Preprocessor now turns voice inputs into file URLs for downstream runners (src/langbot/pkg/pipeline/preproc/preproc.py).
Dify runner uploads all incoming files (images/audio/video/docs) after downloading or decoding data URLs, infers MIME types, and passes typed file descriptors into chat/workflow calls (src/langbot/pkg/provider/runners/difysvapi.py).

* Update src/langbot/pkg/platform/sources/wecombot.py

Fixed the issue of duplicate text in the comments.

Co-authored-by: Copilot <175728472+Copilot@users.noreply.github.com>

* Update src/langbot/libs/wecom_ai_bot_api/api.py

Modify the way you approach challenges.

Co-authored-by: Copilot <175728472+Copilot@users.noreply.github.com>

* Update src/langbot/pkg/platform/sources/wecombot.py

Changing the variable names makes more sense.
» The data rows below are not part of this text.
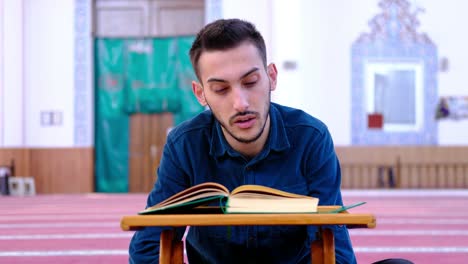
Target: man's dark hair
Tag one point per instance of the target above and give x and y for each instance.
(225, 34)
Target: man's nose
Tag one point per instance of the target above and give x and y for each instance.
(241, 102)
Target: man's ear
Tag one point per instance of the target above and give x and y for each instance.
(272, 75)
(198, 92)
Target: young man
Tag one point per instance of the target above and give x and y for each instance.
(244, 139)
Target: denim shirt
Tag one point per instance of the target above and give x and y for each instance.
(298, 157)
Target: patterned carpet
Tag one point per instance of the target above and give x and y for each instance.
(423, 226)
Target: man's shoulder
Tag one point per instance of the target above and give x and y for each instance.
(197, 125)
(297, 118)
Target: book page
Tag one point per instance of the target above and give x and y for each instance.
(265, 190)
(211, 188)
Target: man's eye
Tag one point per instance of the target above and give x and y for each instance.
(220, 90)
(249, 84)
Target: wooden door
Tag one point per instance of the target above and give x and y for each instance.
(147, 138)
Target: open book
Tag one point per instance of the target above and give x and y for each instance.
(243, 199)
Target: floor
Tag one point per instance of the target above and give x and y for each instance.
(425, 226)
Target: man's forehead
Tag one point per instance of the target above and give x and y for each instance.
(234, 63)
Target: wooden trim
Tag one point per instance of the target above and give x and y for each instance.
(55, 170)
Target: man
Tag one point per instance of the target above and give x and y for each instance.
(244, 139)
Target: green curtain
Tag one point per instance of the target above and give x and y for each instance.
(136, 76)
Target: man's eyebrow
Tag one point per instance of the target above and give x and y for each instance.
(243, 76)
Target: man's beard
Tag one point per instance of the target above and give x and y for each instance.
(258, 135)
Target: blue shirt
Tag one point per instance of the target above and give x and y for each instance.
(298, 157)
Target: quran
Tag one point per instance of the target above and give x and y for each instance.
(243, 199)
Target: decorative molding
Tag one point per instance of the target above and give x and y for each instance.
(395, 23)
(83, 103)
(394, 38)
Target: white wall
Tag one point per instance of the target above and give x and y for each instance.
(318, 34)
(444, 21)
(36, 60)
(12, 93)
(48, 72)
(37, 71)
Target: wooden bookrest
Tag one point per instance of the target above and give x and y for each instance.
(322, 250)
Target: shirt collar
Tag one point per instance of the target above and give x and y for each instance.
(277, 139)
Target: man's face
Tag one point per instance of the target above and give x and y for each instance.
(236, 86)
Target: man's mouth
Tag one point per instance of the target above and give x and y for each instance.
(245, 121)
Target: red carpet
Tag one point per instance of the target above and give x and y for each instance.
(423, 226)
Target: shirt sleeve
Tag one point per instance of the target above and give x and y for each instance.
(144, 245)
(324, 181)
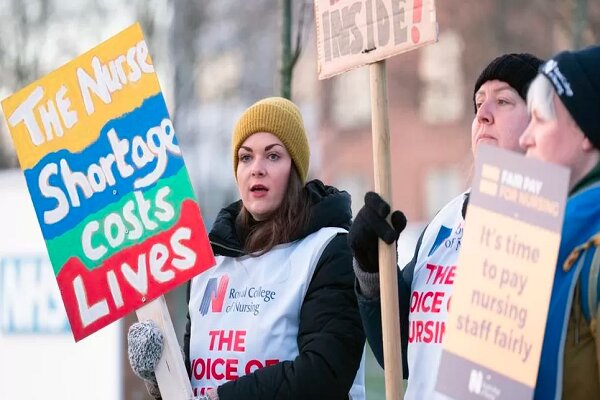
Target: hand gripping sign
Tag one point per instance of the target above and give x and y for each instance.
(350, 34)
(108, 183)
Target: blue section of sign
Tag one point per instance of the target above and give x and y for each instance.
(30, 301)
(140, 157)
(443, 234)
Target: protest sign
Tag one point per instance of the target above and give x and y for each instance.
(502, 287)
(353, 33)
(108, 182)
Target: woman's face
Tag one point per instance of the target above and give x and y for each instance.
(501, 116)
(263, 173)
(557, 140)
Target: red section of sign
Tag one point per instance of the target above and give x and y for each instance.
(133, 277)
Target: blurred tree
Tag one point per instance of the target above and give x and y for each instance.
(289, 55)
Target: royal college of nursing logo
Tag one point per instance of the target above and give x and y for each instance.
(214, 294)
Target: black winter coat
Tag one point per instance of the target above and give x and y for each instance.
(330, 335)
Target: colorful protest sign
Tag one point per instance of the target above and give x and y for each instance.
(499, 305)
(108, 182)
(353, 33)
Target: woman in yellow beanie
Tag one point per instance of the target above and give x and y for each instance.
(277, 317)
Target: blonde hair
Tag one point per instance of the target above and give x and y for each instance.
(539, 98)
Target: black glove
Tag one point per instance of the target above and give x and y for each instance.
(370, 225)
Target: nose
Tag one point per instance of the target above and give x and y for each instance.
(484, 112)
(258, 168)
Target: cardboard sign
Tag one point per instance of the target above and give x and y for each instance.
(504, 278)
(353, 33)
(108, 182)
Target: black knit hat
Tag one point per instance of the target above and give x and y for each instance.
(518, 70)
(575, 76)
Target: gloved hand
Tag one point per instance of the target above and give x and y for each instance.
(144, 348)
(369, 226)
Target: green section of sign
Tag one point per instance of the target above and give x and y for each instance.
(128, 222)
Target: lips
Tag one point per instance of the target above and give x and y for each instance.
(259, 188)
(484, 136)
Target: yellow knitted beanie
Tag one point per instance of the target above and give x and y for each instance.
(280, 117)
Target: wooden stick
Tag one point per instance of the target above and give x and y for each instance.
(171, 375)
(390, 314)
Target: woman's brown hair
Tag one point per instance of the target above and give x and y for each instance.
(286, 224)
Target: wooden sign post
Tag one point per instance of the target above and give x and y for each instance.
(111, 192)
(351, 34)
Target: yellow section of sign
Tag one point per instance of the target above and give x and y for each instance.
(67, 108)
(502, 318)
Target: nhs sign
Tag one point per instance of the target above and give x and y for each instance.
(30, 302)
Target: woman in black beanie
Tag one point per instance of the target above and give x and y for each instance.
(425, 284)
(564, 101)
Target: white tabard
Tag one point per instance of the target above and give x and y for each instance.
(430, 296)
(245, 311)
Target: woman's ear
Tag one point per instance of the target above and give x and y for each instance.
(587, 145)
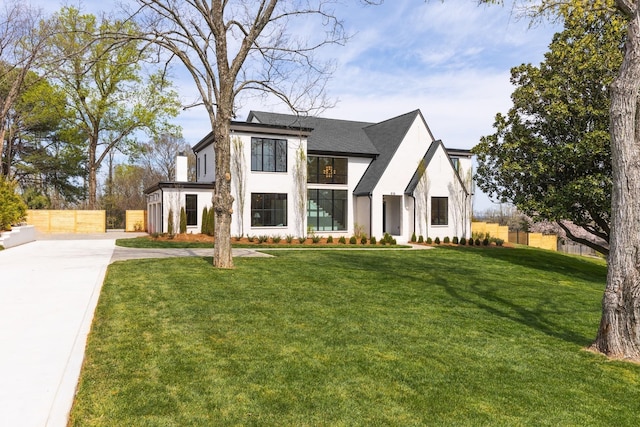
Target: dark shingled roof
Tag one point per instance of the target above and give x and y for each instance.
(343, 137)
(328, 136)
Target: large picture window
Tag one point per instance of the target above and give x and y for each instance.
(326, 170)
(268, 155)
(191, 209)
(268, 210)
(327, 210)
(439, 211)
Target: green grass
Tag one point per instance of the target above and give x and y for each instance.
(149, 242)
(452, 336)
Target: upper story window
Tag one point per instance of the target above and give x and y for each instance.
(326, 170)
(268, 155)
(456, 163)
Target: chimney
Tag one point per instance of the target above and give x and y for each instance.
(182, 168)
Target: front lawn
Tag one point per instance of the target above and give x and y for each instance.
(453, 336)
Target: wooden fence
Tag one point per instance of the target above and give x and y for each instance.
(536, 240)
(77, 221)
(72, 221)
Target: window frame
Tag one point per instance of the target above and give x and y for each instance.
(192, 212)
(275, 213)
(438, 211)
(345, 214)
(269, 148)
(320, 177)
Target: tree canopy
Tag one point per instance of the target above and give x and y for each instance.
(551, 153)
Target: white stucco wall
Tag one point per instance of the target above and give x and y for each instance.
(269, 182)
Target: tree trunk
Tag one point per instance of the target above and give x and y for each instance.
(619, 332)
(93, 174)
(222, 198)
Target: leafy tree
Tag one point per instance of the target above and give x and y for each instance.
(233, 46)
(103, 82)
(550, 156)
(12, 209)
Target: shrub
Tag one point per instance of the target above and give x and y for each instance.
(170, 222)
(183, 221)
(13, 210)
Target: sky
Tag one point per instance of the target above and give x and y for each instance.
(451, 59)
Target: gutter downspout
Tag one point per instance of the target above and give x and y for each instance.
(370, 196)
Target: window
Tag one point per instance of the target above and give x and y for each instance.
(327, 210)
(191, 209)
(326, 170)
(456, 163)
(439, 211)
(268, 155)
(268, 210)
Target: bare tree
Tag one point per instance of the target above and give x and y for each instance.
(233, 46)
(23, 40)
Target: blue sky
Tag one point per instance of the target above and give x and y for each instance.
(449, 59)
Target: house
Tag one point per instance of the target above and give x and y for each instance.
(296, 175)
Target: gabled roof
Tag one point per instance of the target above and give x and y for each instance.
(433, 148)
(386, 137)
(329, 136)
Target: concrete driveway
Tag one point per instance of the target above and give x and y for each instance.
(48, 293)
(49, 290)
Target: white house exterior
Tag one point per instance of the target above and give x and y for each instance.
(300, 175)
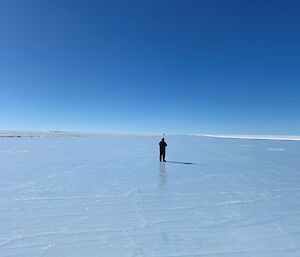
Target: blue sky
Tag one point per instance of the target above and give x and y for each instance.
(173, 66)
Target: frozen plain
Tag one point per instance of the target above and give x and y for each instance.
(109, 196)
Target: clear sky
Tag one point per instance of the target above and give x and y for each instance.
(206, 66)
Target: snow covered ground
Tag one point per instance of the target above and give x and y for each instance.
(109, 196)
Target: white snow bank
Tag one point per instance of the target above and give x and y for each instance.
(261, 137)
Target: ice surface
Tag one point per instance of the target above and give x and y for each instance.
(109, 196)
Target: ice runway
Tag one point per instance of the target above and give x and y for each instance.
(109, 196)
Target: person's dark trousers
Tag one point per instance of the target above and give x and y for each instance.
(162, 155)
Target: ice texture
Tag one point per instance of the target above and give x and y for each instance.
(109, 196)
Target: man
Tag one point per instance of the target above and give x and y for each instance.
(162, 150)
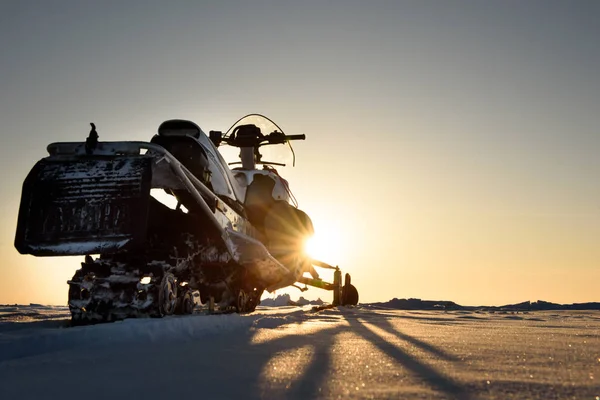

Co-authored-by: Copilot <175728472+Copilot@users.noreply.github.com>

* feat: use from_base64 for the voice file converting

---------

Co-authored-by: tabriswang <tabriswang@finecomn.com>
Co-authored-by: Copilot <175728472+Copilot@users.noreply.github.com>
Co-authored-by: Junyan Qin <rockchinq@gmail.com>
---
 pyproject.toml                                |   2 +-
 src/langbot/libs/wecom_ai_bot_api/api.py      | 168 ++++++++++++++++--
 .../libs/wecom_ai_bot_api/wecombotevent.py    |  56 ++++++
 src/langbot/pkg/pipeline/preproc/preproc.py   |   6 +
 src/langbot/pkg/platform/sources/wecombot.py  |  99 ++++++++++-
 src/langbot/pkg/provider/runners/difysvapi.py | 134 +++++++++-----
 6 files changed, 400 insertions(+), 65 deletions(-)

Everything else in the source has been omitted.